Norwich Cathedral: Light shines on monastic cloister
The cloister at Norwich Cathedral has been lit up for the first time thanks to a new lighting scheme funded from a "generous personal legacy".
The lights were switched on at the end of a processional ceremony around the 900-year-old Norman cloister on Sunday.
The lighting installation cost about £200,000. The legacy contribution has not been disclosed.
The scheme is part of a £1m project to replace the cathedral's lighting which is "failing and all needs re-fitting".
The Very Reverend Graham Smith, Dean of Norwich, said: "We've never had lighting in the cloister before.
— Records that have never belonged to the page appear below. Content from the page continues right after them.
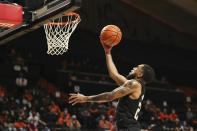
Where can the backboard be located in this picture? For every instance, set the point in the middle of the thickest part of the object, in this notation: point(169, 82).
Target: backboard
point(39, 17)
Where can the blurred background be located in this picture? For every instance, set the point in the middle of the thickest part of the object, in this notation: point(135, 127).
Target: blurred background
point(34, 86)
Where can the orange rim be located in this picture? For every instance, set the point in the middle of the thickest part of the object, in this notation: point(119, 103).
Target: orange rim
point(65, 23)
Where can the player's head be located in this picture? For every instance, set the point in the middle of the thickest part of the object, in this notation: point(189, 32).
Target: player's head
point(144, 72)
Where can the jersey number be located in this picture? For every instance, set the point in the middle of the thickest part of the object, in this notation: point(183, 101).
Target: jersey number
point(138, 109)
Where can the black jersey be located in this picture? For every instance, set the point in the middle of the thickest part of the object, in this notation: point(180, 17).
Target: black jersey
point(128, 110)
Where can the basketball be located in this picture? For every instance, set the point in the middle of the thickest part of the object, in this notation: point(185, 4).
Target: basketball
point(110, 35)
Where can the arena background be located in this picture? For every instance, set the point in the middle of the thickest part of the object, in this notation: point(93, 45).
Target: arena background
point(163, 35)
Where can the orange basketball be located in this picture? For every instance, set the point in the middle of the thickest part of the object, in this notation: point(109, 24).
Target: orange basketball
point(110, 35)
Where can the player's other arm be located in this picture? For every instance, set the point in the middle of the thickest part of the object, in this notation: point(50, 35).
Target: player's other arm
point(113, 72)
point(126, 89)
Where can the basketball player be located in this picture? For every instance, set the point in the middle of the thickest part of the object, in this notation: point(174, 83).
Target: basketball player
point(130, 92)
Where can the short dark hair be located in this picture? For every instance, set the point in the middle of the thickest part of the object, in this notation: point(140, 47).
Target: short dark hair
point(148, 73)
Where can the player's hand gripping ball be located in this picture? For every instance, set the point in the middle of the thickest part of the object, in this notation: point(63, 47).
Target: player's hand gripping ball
point(110, 35)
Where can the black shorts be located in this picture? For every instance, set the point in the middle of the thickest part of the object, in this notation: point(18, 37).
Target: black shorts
point(130, 129)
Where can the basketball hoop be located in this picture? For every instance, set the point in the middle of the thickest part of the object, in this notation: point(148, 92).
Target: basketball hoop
point(58, 33)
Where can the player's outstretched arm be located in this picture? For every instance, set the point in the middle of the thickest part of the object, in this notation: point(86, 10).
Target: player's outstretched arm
point(113, 72)
point(128, 88)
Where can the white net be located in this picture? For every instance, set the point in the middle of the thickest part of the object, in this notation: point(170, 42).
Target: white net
point(58, 33)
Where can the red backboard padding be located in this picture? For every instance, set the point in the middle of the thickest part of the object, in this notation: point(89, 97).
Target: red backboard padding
point(10, 15)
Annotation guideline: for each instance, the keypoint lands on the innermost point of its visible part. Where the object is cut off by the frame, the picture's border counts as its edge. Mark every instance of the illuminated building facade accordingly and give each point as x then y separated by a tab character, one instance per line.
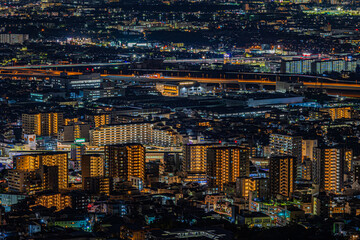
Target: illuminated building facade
330	166
73	132
36	161
125	161
226	164
92	169
92	165
57	200
338	112
258	187
144	133
77	150
195	156
286	145
42	124
282	176
99	119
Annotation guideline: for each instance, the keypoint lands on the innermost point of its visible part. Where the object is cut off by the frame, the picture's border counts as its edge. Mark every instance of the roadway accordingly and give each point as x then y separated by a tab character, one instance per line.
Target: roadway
325	85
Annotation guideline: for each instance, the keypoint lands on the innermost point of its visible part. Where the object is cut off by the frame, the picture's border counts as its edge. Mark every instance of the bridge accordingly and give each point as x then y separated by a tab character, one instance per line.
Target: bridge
35	72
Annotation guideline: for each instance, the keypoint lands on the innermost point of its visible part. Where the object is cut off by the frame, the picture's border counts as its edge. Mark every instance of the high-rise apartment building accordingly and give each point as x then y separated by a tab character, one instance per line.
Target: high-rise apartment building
74	132
92	170
42	124
308	146
125	161
338	112
34	162
329	168
226	164
195	157
143	133
92	165
258	187
99	120
282	176
286	145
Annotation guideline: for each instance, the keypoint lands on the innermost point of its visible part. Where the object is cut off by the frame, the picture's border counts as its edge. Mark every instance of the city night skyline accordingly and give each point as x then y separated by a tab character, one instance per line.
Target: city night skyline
179	119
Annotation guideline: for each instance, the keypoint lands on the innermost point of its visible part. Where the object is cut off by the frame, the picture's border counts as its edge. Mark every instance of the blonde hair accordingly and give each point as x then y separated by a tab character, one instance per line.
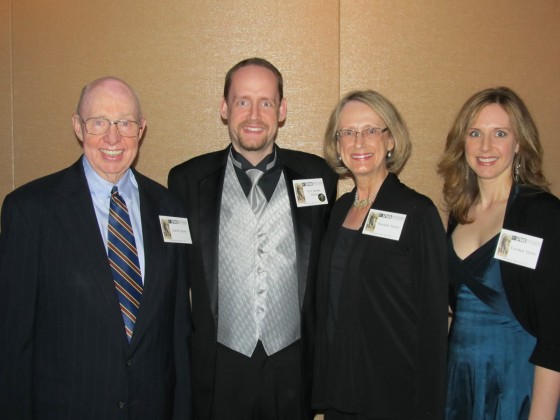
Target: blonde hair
460	188
387	112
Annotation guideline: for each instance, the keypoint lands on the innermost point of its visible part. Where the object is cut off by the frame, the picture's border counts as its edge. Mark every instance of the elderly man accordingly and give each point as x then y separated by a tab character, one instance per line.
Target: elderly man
94	312
257	213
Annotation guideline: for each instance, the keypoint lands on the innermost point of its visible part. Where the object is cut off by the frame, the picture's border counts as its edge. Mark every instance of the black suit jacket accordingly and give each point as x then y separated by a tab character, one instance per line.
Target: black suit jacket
533	294
198	184
387	358
64	353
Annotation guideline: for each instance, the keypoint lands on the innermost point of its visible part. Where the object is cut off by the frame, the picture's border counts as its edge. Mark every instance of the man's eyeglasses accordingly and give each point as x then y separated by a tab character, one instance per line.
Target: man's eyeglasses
99	126
367	134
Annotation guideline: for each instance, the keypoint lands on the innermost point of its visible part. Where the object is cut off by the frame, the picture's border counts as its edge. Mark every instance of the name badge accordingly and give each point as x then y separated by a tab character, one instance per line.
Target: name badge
518	248
175	229
384	224
310	192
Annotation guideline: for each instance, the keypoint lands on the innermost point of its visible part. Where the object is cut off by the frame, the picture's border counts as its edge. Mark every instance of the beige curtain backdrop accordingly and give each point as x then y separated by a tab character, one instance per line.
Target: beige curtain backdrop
427	56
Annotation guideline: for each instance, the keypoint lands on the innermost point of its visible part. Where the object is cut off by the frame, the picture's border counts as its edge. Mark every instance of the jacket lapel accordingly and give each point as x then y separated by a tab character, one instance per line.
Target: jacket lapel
78	219
302	219
210	199
153	256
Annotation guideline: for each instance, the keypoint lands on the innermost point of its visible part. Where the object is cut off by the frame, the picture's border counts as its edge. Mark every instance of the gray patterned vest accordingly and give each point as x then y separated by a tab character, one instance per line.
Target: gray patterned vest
257	277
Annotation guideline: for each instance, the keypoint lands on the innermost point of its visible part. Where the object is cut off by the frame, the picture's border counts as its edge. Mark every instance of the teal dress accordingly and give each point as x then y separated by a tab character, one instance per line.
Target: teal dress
489	373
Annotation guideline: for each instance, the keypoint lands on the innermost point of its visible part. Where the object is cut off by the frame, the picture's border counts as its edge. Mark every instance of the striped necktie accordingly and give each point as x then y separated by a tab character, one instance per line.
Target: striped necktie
123	259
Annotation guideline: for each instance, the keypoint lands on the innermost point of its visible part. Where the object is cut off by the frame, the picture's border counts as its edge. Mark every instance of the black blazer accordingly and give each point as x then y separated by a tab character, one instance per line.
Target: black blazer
388	354
198	184
534	294
64	353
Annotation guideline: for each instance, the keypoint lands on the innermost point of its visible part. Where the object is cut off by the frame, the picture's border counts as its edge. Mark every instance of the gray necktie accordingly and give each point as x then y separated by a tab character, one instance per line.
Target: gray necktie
256	197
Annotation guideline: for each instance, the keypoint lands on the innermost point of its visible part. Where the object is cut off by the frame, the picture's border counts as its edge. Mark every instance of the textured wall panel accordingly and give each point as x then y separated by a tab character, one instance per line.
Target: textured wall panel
6	139
428	57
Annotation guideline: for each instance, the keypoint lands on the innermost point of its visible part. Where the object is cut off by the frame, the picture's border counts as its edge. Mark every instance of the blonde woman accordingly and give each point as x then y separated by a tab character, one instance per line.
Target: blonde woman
504	346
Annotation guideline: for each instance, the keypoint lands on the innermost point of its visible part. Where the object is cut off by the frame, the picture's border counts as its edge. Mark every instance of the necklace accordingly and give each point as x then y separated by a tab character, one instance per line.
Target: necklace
360	204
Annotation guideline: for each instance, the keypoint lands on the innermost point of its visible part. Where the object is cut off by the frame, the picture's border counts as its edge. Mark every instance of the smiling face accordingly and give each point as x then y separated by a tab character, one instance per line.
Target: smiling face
253	110
109	154
490	145
363	157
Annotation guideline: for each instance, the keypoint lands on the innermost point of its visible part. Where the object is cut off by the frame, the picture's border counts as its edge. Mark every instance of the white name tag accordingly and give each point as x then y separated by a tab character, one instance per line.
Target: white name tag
310	192
175	229
518	248
384	224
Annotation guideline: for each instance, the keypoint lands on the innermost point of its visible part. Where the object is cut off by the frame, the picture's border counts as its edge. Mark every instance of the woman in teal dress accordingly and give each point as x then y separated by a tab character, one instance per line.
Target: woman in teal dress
504	341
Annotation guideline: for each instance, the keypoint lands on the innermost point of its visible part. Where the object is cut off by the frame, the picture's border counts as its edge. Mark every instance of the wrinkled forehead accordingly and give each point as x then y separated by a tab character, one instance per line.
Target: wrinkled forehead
110	96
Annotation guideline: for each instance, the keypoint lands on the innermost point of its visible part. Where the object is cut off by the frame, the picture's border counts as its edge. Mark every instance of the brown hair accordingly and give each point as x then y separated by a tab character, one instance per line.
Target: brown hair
387	112
255	61
460	188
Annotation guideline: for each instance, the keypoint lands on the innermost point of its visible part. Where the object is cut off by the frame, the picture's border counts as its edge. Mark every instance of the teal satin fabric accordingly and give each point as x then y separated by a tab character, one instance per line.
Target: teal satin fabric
489	375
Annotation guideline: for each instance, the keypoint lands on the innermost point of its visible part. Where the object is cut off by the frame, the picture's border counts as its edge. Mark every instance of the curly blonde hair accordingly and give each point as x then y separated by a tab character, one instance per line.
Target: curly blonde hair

Now it's illuminated you see it in a really different way."
'Rewired and relit'
The cloister, the largest in England, was originally designed to house a community of about 100 monks.
It was used as a walk-way for the monks to move between their dormitories and the cathedral church itself.
Damaged by city roits in 1272, restoration of the two-storey cloister started in 1297 and finished in 1430.
"This is a scheme we've been working on for some years and with the help of a generous personal legacy we've at last been able to achieve it," said Dean Smith.
"It's a milestone in an even bigger project as we've been told the lighting system throughout the cathedral is failing and all needs re-fitting - that's bad news at it will cost a lot of money."
"In the new year we'll be announcing other phases that will see zones in the cathedral rewired and relit so, in the end, it is lit to modern specifications with modern lighting design.
"We're talking to a number of designers as this has to be done in a way that is sympathetic to the building."